I understand the desire to blast Trump and his shitty administration for every little thing but some of the reactions here are a bit overboard when you look at the reality of the situation.
It was never a ban. It wasn't even an executive order. It was a policy
suggestion put in place in 2011. Emphasis on suggestion. It was up to each park to put the policies in place -
if they wanted to.
By April 2014, only 23 parks had put these policies in place. From April 2014 to August 2017,
no other parks put the policy in place. 23 parks out of 417 over a six year span.
Only two of the
top ten most visited parks were on that list of 23 - Grand Canyon National Park and Zion National Park. The most visited national park, Great Smoky Mountain National Park (
which had 11.3 million visitors last year) didn't adhere to the policy banning bottled water sales. Neither did Yellowstone, Yosemite, Rocky Mountain, or Grand Teton.

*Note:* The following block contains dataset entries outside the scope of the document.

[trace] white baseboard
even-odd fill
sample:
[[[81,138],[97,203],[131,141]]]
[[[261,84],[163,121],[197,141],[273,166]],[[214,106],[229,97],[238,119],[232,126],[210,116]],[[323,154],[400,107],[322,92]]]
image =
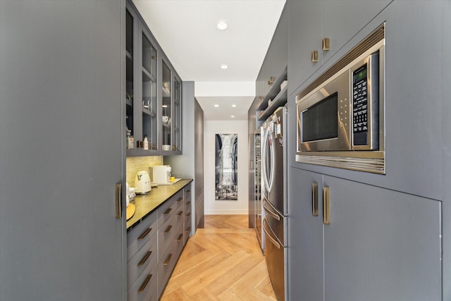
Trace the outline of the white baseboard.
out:
[[[249,214],[247,209],[205,209],[205,215],[232,215],[232,214]]]

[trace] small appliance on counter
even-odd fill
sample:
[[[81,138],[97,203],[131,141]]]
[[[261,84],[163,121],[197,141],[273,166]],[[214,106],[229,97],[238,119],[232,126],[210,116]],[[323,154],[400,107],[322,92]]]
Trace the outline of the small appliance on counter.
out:
[[[171,183],[171,171],[169,165],[159,165],[152,167],[154,177],[153,183],[156,184],[168,184]]]
[[[146,171],[138,171],[135,180],[135,192],[137,195],[145,195],[150,192],[152,186],[150,185],[150,177]]]

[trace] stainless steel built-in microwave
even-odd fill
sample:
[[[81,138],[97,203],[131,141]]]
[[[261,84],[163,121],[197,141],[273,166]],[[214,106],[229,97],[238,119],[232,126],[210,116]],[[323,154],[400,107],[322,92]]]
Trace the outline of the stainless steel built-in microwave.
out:
[[[377,51],[299,99],[301,151],[378,149],[378,67]]]
[[[384,66],[383,25],[297,94],[297,161],[385,159]],[[331,166],[336,161],[350,168],[341,158]]]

Not exactly a great track record of implementation.
As others have pointed out, it also did not ban the sale of other single-use plastic bottled beverages within these parks. Various cola, tea, and sports drinks were still sold in these 23 parks. It also did not prevent people from bringing single-use plastic bottled beverages - including water - into the park on their own.
A final minor bit: Coca-cola has most of the contracts for sales on national park grounds so it's mostly Coca-cola behind this rather than Nestle. Though I'm sure Nestle was close, close behind in the lobbying.

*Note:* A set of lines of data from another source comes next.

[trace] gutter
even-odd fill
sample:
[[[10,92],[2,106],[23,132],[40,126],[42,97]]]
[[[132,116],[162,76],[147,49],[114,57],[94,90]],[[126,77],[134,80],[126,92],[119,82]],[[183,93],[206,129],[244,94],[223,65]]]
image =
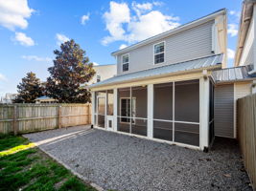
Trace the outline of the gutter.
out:
[[[243,3],[243,11],[240,19],[239,39],[237,43],[237,51],[235,55],[235,66],[239,66],[241,55],[244,50],[248,29],[253,15],[253,6],[256,0],[244,0]]]
[[[221,84],[228,84],[228,83],[236,83],[236,82],[244,82],[244,81],[254,81],[256,80],[256,77],[251,77],[251,78],[244,78],[244,79],[235,79],[235,80],[230,80],[230,81],[217,81],[217,85]]]

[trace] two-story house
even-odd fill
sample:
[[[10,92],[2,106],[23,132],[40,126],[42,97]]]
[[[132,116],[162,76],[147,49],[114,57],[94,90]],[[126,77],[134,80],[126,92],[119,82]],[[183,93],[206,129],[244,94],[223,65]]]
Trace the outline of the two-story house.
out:
[[[211,145],[211,74],[226,66],[225,10],[112,55],[117,75],[90,86],[94,126],[200,150]]]

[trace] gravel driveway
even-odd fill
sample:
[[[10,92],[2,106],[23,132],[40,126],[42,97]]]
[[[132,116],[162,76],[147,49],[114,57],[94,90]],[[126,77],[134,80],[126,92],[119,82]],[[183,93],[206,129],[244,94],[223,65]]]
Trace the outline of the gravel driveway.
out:
[[[252,190],[232,139],[203,153],[88,126],[24,137],[105,190]]]

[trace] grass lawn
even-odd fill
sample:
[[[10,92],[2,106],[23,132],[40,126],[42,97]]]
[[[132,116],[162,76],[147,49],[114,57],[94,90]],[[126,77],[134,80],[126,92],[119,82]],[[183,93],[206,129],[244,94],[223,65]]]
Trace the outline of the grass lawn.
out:
[[[0,191],[94,191],[22,137],[0,135]]]

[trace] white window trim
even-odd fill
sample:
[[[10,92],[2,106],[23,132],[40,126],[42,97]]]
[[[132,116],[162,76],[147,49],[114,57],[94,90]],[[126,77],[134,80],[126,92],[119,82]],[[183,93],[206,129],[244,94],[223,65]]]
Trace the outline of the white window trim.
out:
[[[128,56],[128,62],[123,63],[123,57],[126,56],[126,55]],[[121,69],[122,70],[122,73],[128,73],[129,71],[129,53],[126,53],[126,54],[121,55],[121,63],[122,63],[122,69]],[[124,71],[123,70],[123,66],[125,64],[128,64],[128,71]]]
[[[161,43],[164,43],[164,52],[163,53],[164,53],[164,61],[155,64],[155,62],[154,62],[154,55],[155,54],[159,54],[159,53],[154,53],[154,46],[155,45],[158,45],[158,44],[161,44]],[[165,41],[157,42],[157,43],[155,43],[155,44],[152,45],[152,62],[153,62],[153,65],[160,65],[160,64],[164,64],[165,63],[165,60],[166,60],[165,51],[166,51],[166,43],[165,43]]]
[[[118,117],[127,117],[127,118],[135,118],[135,117],[122,117],[122,115],[121,115],[121,103],[122,103],[122,99],[130,99],[130,97],[120,97],[119,98],[119,115],[118,115]],[[136,104],[136,97],[135,96],[132,96],[132,99],[134,99],[135,100],[135,104]],[[131,103],[131,102],[130,102]],[[130,109],[131,109],[131,107],[130,107]],[[134,108],[134,116],[136,116],[136,105],[135,105],[135,108]],[[131,120],[132,121],[132,120]],[[123,122],[123,121],[121,121],[120,120],[120,123],[129,123],[129,122]],[[134,120],[134,122],[132,122],[132,124],[135,124],[135,120]]]

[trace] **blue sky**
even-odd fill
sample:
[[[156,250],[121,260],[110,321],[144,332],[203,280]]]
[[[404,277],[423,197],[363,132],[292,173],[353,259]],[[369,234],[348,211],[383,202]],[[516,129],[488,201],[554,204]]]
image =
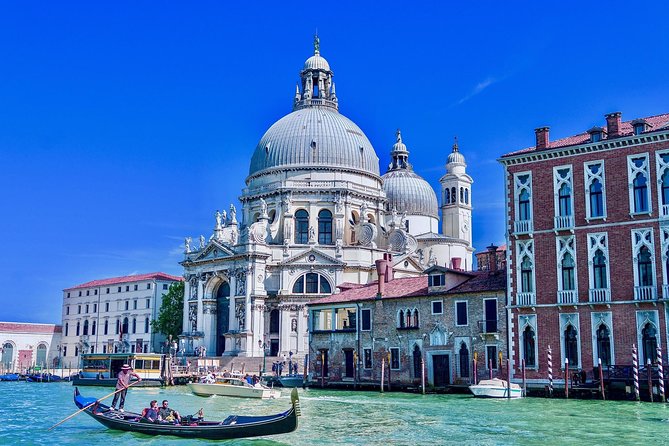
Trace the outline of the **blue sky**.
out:
[[[59,323],[62,289],[181,274],[236,202],[313,52],[385,172],[402,129],[438,190],[457,135],[474,244],[504,240],[503,153],[669,111],[665,2],[0,3],[0,320]]]

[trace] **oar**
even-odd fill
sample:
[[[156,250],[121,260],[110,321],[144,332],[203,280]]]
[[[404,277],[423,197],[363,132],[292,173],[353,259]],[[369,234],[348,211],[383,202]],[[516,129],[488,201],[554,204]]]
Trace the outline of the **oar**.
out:
[[[129,387],[131,387],[131,386],[134,386],[134,385],[137,384],[138,382],[139,382],[139,380],[130,383],[130,384],[128,385],[128,387],[126,387],[125,389],[127,389],[127,388],[129,388]],[[115,391],[113,391],[112,393],[110,393],[109,395],[105,395],[105,396],[103,396],[102,398],[99,398],[98,400],[93,401],[91,404],[88,404],[87,406],[82,407],[81,409],[79,409],[78,411],[76,411],[75,413],[73,413],[72,415],[70,415],[69,417],[67,417],[67,418],[65,418],[64,420],[59,421],[58,423],[56,423],[56,424],[54,424],[53,426],[51,426],[48,430],[51,430],[51,429],[53,429],[54,427],[63,424],[64,422],[66,422],[66,421],[69,420],[70,418],[72,418],[72,417],[74,417],[74,416],[76,416],[76,415],[79,415],[81,412],[83,412],[84,410],[88,409],[89,407],[91,407],[91,406],[93,406],[93,405],[99,403],[100,401],[102,401],[102,400],[106,400],[107,398],[109,398],[109,397],[112,396],[112,395],[116,395],[116,394],[119,393],[121,390],[124,390],[124,389],[118,389],[118,390],[115,390]]]

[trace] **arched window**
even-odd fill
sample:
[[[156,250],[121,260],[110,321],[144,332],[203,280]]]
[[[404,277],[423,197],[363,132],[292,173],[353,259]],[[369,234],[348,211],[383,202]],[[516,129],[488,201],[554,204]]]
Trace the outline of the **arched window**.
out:
[[[295,243],[309,243],[309,213],[304,209],[295,212]]]
[[[523,257],[520,264],[521,292],[531,293],[534,291],[532,286],[532,261],[529,256]]]
[[[574,290],[574,258],[566,253],[562,258],[562,289]]]
[[[35,358],[35,365],[46,367],[46,345],[44,344],[37,346],[37,357]]]
[[[460,359],[460,377],[469,378],[469,349],[467,348],[467,344],[464,342],[460,344],[458,354]]]
[[[641,330],[641,342],[643,345],[643,363],[657,362],[657,330],[648,322]]]
[[[653,262],[650,258],[650,250],[642,246],[637,256],[637,267],[639,269],[639,286],[653,286]]]
[[[602,360],[602,366],[611,365],[611,335],[606,324],[600,324],[597,329],[597,357]]]
[[[569,360],[569,367],[578,367],[578,332],[571,324],[564,331],[564,355]]]
[[[558,190],[558,204],[560,217],[571,215],[571,187],[566,183]]]
[[[332,244],[332,212],[323,209],[318,213],[318,243]]]
[[[534,330],[529,325],[523,330],[523,359],[526,367],[536,367],[537,359],[534,355]]]
[[[530,220],[530,193],[527,189],[518,195],[518,220]]]
[[[413,346],[413,377],[420,378],[422,375],[422,358],[418,345]]]
[[[5,370],[12,368],[14,360],[14,346],[10,342],[5,342],[2,346],[2,368]]]
[[[634,178],[634,212],[648,212],[648,182],[639,172]]]
[[[293,294],[330,294],[332,287],[325,277],[317,273],[304,274],[293,284]]]
[[[595,251],[595,256],[592,259],[592,275],[595,289],[608,288],[608,281],[606,280],[606,258],[601,249]]]
[[[590,184],[590,216],[604,216],[604,194],[602,192],[602,183],[595,179]]]

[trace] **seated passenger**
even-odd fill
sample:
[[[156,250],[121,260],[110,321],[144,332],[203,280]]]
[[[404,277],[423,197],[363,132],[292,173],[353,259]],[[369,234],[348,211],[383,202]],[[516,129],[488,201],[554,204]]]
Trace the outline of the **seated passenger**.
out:
[[[181,423],[181,415],[179,415],[179,412],[177,412],[176,410],[169,408],[169,402],[167,400],[163,400],[163,405],[158,410],[158,416],[160,417],[160,419],[170,423],[174,424]]]

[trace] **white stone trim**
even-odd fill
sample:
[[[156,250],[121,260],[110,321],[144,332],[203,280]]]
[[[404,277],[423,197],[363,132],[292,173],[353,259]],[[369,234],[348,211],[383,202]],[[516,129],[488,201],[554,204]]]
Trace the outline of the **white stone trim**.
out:
[[[600,166],[599,171],[593,173],[592,170],[590,170],[591,166]],[[585,181],[585,219],[590,220],[593,219],[603,219],[606,220],[606,171],[605,171],[605,164],[604,160],[596,160],[596,161],[590,161],[587,163],[583,163],[583,170],[584,170],[584,181]],[[592,210],[590,209],[590,186],[595,180],[599,180],[599,182],[602,184],[602,216],[599,217],[593,217],[592,216]]]

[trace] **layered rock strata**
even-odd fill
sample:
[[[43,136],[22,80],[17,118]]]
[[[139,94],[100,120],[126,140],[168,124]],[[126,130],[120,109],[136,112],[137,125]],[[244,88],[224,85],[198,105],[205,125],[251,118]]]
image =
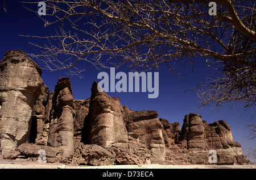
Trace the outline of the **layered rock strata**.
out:
[[[93,82],[86,100],[75,100],[70,80],[59,79],[49,93],[38,65],[20,51],[0,62],[0,152],[5,158],[77,165],[249,164],[224,120],[208,124],[200,115],[179,123],[155,111],[134,111]],[[211,151],[210,151],[211,152]]]
[[[20,51],[0,61],[0,144],[2,153],[30,140],[34,104],[43,84],[42,70]]]

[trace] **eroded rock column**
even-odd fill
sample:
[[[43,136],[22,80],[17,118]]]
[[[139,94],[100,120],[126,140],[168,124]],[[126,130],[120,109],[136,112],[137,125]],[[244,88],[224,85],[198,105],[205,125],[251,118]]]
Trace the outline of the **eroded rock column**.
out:
[[[42,70],[20,51],[0,62],[0,141],[2,153],[29,141],[31,112],[43,83]]]

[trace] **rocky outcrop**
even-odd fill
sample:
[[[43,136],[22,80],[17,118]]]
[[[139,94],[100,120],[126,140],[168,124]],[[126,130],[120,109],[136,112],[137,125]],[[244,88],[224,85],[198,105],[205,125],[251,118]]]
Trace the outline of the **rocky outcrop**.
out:
[[[48,145],[63,150],[63,160],[69,160],[74,152],[75,101],[68,78],[59,79],[52,94]]]
[[[20,51],[0,61],[0,144],[2,153],[30,140],[31,113],[43,82],[40,67]]]
[[[70,80],[59,79],[55,90],[40,78],[38,65],[20,51],[0,62],[0,152],[5,158],[77,165],[250,163],[224,120],[208,124],[200,115],[179,123],[158,119],[156,111],[134,111],[118,98],[98,91],[75,100]],[[209,153],[210,152],[210,153]]]
[[[99,92],[93,83],[88,118],[89,144],[128,149],[128,136],[119,99]]]

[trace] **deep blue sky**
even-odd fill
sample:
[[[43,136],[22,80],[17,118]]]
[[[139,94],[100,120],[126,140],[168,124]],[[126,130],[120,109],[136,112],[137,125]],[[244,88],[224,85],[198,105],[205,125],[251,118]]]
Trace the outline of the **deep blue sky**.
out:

While policies to reduce plastic waste are great ideas, this policy was very poorly thought out and had little effect. The vast majority - some 95% - of National Parks simply ignored the policy memo and didn't bother. Stopping sales but allowing people to bring in plastic from outside the park directly negated any significant gains. The only way a policy like this can work is with comprehensive legislation preventing the sale of ALL plastics on ALL national park grounds and with strict controls about visitors bringing plastic in. Unfortunately, I don't see Congress doing anything of the sort.